For vintage pieces to last, they must be quality. And for an accessory to contribute positively, it has to be on the right side of the historic/junk spectrum. Curate with discretion to ensure you don’t inadvertently create a junk shop.

Enjoy the hunt

Part of the fun for vintage designers is the sourcing itself. To get great results, visit auctions, sales, second hand shops and specialists, as well as seeking vintage furniture online. Unleash your talent for spotting potential and bargains.

Reuse and repurpose

Vintage themes naturally promote reuse, given the age of most items. Consider whether something could be used in a different context or location. Consider how your DIY and creative skills could take something old and out of use and turn it into something new.

There is no right or wrong way

Vintage doesn’t have rules. If you like it (and you can still get to the door), it’s well done. Combine different vintages, or vintage furniture with modern looks, full vintage or highlights on a room by room basis.

Mix old and new

Speaking of vintage and modern, try mixing up vintage highlights with modern looks. A vintage bed frame, headboard or side table in a clean, uncluttered and calming bedroom works perfectly.

Get a feel for fabrics

Much as with accessories, vintage fabrics offer another avenue to express your vintage style. Consider a new wicker headboard, complemented by a vintage bedspread, vintage pill cases and a vintage throw.

Make your own vintage

Get creative and DIY your vintage. Whether you paint furniture, refill glass jars or get creative with reclaimed wood, you can create something truly personal and unique.

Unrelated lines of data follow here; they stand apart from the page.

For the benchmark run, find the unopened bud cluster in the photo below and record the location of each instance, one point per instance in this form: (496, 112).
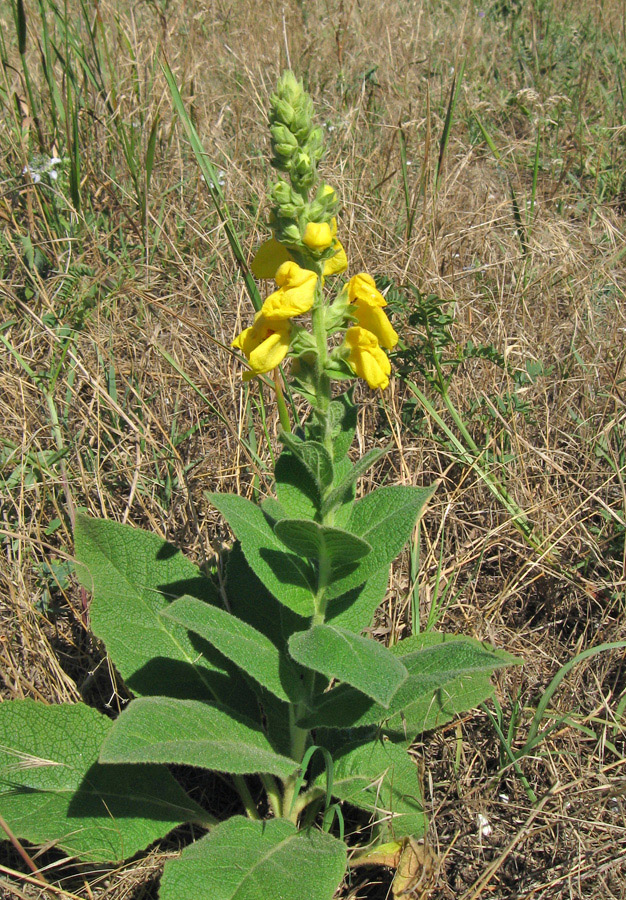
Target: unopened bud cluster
(297, 221)
(297, 145)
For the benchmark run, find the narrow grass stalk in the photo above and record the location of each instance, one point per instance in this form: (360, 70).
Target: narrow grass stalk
(455, 87)
(213, 186)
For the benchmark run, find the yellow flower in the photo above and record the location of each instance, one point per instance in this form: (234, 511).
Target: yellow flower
(366, 357)
(272, 254)
(367, 302)
(295, 294)
(264, 344)
(318, 236)
(339, 262)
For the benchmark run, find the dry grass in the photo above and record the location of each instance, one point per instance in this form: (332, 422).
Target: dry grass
(118, 392)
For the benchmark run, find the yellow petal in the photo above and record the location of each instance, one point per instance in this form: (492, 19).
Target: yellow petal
(362, 289)
(268, 258)
(318, 236)
(374, 319)
(366, 357)
(295, 295)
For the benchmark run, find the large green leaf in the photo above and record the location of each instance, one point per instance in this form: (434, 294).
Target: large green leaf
(385, 519)
(159, 729)
(342, 414)
(377, 776)
(248, 648)
(134, 575)
(289, 578)
(245, 860)
(447, 675)
(52, 787)
(338, 549)
(295, 489)
(355, 660)
(355, 609)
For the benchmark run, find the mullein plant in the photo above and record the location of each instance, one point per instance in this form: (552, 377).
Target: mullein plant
(266, 677)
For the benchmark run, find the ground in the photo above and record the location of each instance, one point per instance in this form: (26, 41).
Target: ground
(478, 152)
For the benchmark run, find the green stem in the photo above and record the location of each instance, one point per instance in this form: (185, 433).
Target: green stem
(246, 797)
(283, 412)
(470, 455)
(273, 794)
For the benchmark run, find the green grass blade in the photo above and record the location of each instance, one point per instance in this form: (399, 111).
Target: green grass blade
(212, 183)
(455, 87)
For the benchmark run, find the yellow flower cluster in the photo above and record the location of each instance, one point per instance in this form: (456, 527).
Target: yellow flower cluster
(266, 342)
(317, 236)
(372, 332)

Build around something beautiful

Make a starting point of one treasured vintage piece. An heirloom perhaps, or maybe a well-found piece of vintage furniture. Place that item at the centre of your style and good things will flow.

Theme your vintage

Vintage isn’t homogenous. It can be combined and coloured by other styles. Urban vintage, coastal vintage, country vintage, rustic vintage. The possibilities are endless.